Tuesday, July 26, 2011

Adult Puns!

If you don't believe in oral sex, keep your mouth shut.

"When I see a monk's ass I just grab it."
Said the lazily amorous abbot.
"Although it's more fun
To have sex with a nun,
It's so hard to get into the habit!"

The difference between looking for a lost golf ball and Lady Godiva is:
One is a hunt on the course.

Billy-Joe and Betty-Sue get married, and Billy-Joe whisks her away to
his daddy's hunting cabin in the woods, for a romantic 'nature
honeymoon'.
He carries her across the threshold, and they get into bed, when
Betty-Sue whispers in his ear,
"Billy-Joe, be gentle, I ain never been with a man b'fore."
"What?" shouts Billy-Joe, and his little bride softly shakes her head.
Billy-Joe jumps out of bed, grabs his clothes, and races out the door,
into his truck, down the mountain, straight to his parents house,
rushes inside screaming
"Hey Daddy!, Paw!

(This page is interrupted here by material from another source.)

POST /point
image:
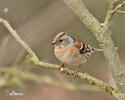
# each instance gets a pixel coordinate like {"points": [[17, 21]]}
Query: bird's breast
{"points": [[70, 56]]}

Git'up!"
His father rushes downstairs and gasps,
"Billy-Joe, what'r you doin here?" Billy-Joe, still breathing hard
from his mad flight, gasps "Well, Betty-Sue an I was in the cabin, and
she toll me she ain't never been with a man afore, So's I rushed outta
there, an' lit back here quick as I could!"
His father grasps Billy-Joe's shoulder in reassurance, and says,
"Son, Ya done the right thing. Iffin she ain't good'nuff fer her
family, she shure as heck ain't good'nuff fer ours!"

Confucius says:
Man who lose key to girlfriend's apartment, not get new key.

A new restaurant opened up here in town.
The restaurant is said to be doing well.
It has a remarkable motto, which is said to promote safe sex.
When asked how they do that, the owner said,
"We write the bill on on a condom. That way you can wine and dine your
date and when you are done, you can stick her with the bill."